Please note: These comments are the personal opinons of members, and do not represent any sort of official judgement, even if they are made by people in club management.  Everyone deserves respect for their creativity; but if you find a negative comment on one of your works, please don't take it personally.  On the other hand, genuine personal attacks are not tolerated and any comment containing them will be deleted as soon as we discover it!

Submitted ByComment
Sofia LindstrŲm
New! Entered: 2015-12-26
I really feel for our poor High Ones here. The tension was high all the way to the end, even though I already knew what would happen to everyone involved. I just couldn't help rooting for things to happen that wouldn't. Chatterhop is slowly becoming my favorit preserver (well, possibly tied with Mushroom...and Trickleclaw).
Peggy B.
New! Entered: 2015-11-20
Thanks for putting this story together and giving the Returned Ancestor storyline a beginning, Holly. I really like the flow of the story and how it keeps the reader on edge. I simply love stories from the past, to see how everything was set in place and how much it has changed since then when compared to our current tribe.
I am also really imnpressed by the fierceness of the trolls and that they already developed "machines" to fight the elves. Clever buggers!
Linda Aarts
New! Entered: 2015-11-13
Though I knew how this would end, I was so sad when Oriny disappeared into the ocean. But I agree with the other comments, it was nice to have an insight in the High One's minds and how they struggled with the new world.
Merry Calliope
New! Entered: 2015-06-14
So tragic and well-told! I was really caught up in Oriny's burst of adrenaline to get the cocoon to safety and her realization of how serious her wound was (and the inevitable failing of the adrenaline rush). She tried so very hard.

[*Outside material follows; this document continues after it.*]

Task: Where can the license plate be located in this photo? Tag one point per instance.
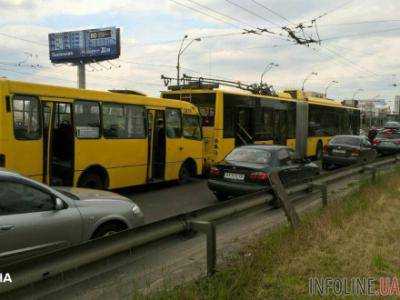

Poor Chatterhop in for such a long wait, too.
Melanie D.
New! Entered: 2015-06-13
Nicely done Holly. It's great to see this taking form. You did a good job creating a small window in how it was back in the days of the High Once and Oriniy's struggle at the end was well done.
As much as I like this though, a part of me wished the exact circumstances about how the High One ended up on that island could have remained a mystery.
Lyn Cavalier
New! Entered: 2015-06-11
Beautifully written! I really enjoyed the glimpses of individual personalities, even though we only got to know them briefly. I like how they fit with the pictures we have of them. Probably the most intricate description was of Oriny's flight back across the water, and of her slowly losing altitude....
Ingrid G.
New! Entered: 2015-06-11
It's hard to imagine the trolls being such a threat. Now the elves and trolls are so secretive, and don't really remember how it used to be! I like how you don't think the glider's wound is a big deal until the initial shock and mission is over. Only when she flies back does it tragically catch up to her!
Beth K.
New! Entered: 2015-06-10
Oh wow. That was such a powerful story. It's so wonderful to see the ideas from the forum take on such a strong life here. Wonderful storytelling. And I really love the turn of phrase "body that Befriís spirit had worn" - really puts you into the mindset of the Firstcomers. Beautiful.